Outburst Flood or Jökulhlaup
A tremendous release of water that was trapped behind or beneath a glacier. When the ice finally breaks it often causes catastrophic flooding. Lake George, on the Knik Glacier, did this annually from 1918-1966, until the glacier receded
Up Close
Glacier Flour
Very finely ground particles of rock, silt, or clay created by a glacier when its rock-filled ice scrapes over bedrock and which flow out from beneath a glacier in the meltwater.
Glacier Silt
The turquoise lakes you will see are colored by glacial silt suspended in the water. Glaciers scrape bedrock into fine, round particles of rock or clay which are then carried away by tides or rivers. Glacier flour colors lakes such as Portage Lake and Kenai Lake
Ice Geyser or "Bubbling Pond"
Flightseeing over glaciers south of Denali (Mt. McKinley), you may see fountains of glacial meltwater forcing their way up through the glacier's surface.

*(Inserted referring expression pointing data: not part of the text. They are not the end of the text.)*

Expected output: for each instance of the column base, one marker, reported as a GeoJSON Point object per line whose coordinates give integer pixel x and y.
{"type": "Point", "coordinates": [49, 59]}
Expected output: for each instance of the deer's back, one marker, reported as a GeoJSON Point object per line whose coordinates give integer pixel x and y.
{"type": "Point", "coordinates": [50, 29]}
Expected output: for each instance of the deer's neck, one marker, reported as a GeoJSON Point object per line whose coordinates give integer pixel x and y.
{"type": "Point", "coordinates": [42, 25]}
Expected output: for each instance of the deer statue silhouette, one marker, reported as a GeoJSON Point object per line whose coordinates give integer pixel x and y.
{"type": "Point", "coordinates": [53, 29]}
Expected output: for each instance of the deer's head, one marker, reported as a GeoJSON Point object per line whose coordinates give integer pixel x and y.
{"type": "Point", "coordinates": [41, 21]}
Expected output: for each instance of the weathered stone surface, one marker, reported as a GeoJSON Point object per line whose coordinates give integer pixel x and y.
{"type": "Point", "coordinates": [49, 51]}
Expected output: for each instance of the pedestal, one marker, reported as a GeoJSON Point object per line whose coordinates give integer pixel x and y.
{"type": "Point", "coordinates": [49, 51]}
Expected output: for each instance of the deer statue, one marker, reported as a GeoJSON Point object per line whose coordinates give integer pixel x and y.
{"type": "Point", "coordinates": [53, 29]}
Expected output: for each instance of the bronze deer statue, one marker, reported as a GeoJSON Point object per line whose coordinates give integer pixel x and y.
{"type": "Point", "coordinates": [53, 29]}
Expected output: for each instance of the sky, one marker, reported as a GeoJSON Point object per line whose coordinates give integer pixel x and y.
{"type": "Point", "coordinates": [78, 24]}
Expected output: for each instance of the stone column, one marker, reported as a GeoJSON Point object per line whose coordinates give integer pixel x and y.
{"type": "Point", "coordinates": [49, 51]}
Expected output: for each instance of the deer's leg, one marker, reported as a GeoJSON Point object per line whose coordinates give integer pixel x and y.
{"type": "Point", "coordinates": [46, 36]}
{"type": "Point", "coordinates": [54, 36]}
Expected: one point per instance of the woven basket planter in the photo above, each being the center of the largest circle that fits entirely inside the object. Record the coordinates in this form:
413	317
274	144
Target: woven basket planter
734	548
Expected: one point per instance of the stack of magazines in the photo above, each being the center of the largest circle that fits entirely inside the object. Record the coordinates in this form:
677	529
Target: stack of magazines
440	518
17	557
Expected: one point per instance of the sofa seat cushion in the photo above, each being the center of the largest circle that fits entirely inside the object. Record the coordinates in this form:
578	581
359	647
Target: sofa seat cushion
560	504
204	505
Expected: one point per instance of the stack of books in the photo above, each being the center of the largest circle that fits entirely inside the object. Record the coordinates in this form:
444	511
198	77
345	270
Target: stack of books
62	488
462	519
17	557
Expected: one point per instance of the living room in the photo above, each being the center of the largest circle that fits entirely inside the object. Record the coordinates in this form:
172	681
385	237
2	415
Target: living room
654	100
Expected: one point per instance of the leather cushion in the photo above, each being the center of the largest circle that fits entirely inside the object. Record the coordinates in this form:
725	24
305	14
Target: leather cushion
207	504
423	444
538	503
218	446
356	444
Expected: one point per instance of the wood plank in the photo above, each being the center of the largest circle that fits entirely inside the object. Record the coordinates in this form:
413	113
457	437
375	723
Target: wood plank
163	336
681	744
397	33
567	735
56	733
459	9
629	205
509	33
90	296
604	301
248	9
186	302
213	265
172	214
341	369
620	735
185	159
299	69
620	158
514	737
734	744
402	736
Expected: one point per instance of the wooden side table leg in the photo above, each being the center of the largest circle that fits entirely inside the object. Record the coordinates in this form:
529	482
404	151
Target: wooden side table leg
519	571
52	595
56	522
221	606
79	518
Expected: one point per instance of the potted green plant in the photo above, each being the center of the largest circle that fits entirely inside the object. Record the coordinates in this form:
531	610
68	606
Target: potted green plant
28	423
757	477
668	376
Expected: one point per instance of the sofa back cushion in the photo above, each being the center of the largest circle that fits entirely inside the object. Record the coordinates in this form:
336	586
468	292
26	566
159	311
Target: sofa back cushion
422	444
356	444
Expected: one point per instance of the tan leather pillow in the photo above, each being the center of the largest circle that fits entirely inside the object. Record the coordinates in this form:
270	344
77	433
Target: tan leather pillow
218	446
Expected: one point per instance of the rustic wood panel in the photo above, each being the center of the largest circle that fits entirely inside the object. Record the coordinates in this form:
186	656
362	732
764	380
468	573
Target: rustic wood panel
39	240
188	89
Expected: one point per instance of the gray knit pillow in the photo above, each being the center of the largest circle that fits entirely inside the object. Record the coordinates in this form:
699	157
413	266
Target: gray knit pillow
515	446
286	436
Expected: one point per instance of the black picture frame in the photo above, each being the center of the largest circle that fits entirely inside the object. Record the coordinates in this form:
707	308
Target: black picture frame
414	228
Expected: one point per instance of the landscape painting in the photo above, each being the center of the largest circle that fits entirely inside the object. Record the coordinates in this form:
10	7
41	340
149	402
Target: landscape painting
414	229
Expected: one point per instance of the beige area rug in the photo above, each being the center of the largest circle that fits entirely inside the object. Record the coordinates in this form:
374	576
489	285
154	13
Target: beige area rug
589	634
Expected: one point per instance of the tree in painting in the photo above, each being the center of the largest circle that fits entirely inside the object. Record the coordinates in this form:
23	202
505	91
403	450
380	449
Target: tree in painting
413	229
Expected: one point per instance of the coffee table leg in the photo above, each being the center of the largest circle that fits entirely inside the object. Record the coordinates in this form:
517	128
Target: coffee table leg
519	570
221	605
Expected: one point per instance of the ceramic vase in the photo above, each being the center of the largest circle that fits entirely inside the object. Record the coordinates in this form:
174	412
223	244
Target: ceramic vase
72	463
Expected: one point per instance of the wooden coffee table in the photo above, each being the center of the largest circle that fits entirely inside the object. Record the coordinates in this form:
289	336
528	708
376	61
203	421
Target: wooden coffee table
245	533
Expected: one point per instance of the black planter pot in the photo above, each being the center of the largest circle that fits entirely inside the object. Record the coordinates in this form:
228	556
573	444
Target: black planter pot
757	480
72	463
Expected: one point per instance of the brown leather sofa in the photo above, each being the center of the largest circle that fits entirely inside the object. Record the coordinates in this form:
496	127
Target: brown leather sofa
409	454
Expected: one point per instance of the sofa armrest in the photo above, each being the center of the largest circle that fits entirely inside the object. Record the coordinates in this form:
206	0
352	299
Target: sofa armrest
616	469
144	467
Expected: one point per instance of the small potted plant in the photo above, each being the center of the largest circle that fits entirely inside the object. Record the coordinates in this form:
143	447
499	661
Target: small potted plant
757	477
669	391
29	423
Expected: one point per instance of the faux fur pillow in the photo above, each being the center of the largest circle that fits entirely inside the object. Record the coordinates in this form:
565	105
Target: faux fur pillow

These ice geysers can spurt refrigerator-sized chunks of ice ten feet into the air, or can bubble gently. Two of the most famous "bubbling ponds" are at the foot of the Ruth and Kanikula Glaciers
Ice Quake
When you hear the sound of muted thunder seeming to be miles away, it may be an ice quake, caused by ice shifting and grumbling inside the glacier. It can prompt calving.
Ice Sizzle
As an iceberg melts, listen for a crackling or sizzling sound like soda pop or Rice Krispies! Ice sizzle is caused by the release of air bubbles trapped during the glacier's formation decades, or even centuries, ago. Listen at Portage Lake, from the ice that comes to shore. Hear it all around in Prince William Sound.
Ice Worm
The only worms known to inhabit snow and ice, they are brown-black and only about 3 millimeters long. They feed off red algae, which grow on glaciers, and burrow in ice to hibernate.
Moulin (or Glacier Mill)
Look for channels of water which plunge down holes or tubes deep into the bowels of the glacier-it can be a chilling experience. French for mill, a moulin is so named for the loud, roaring noise made by the falling water.
Surge
A short period when meltwater beneath the glacier causes it to slide up to 100 times faster than normal. Surges of 300 feet a day have been recorded in Southeast Alaska.
Sun Cup
The richly textured, cup-shaped depressions you will see on the surface of some glaciers are caused by sun or wind abrasion.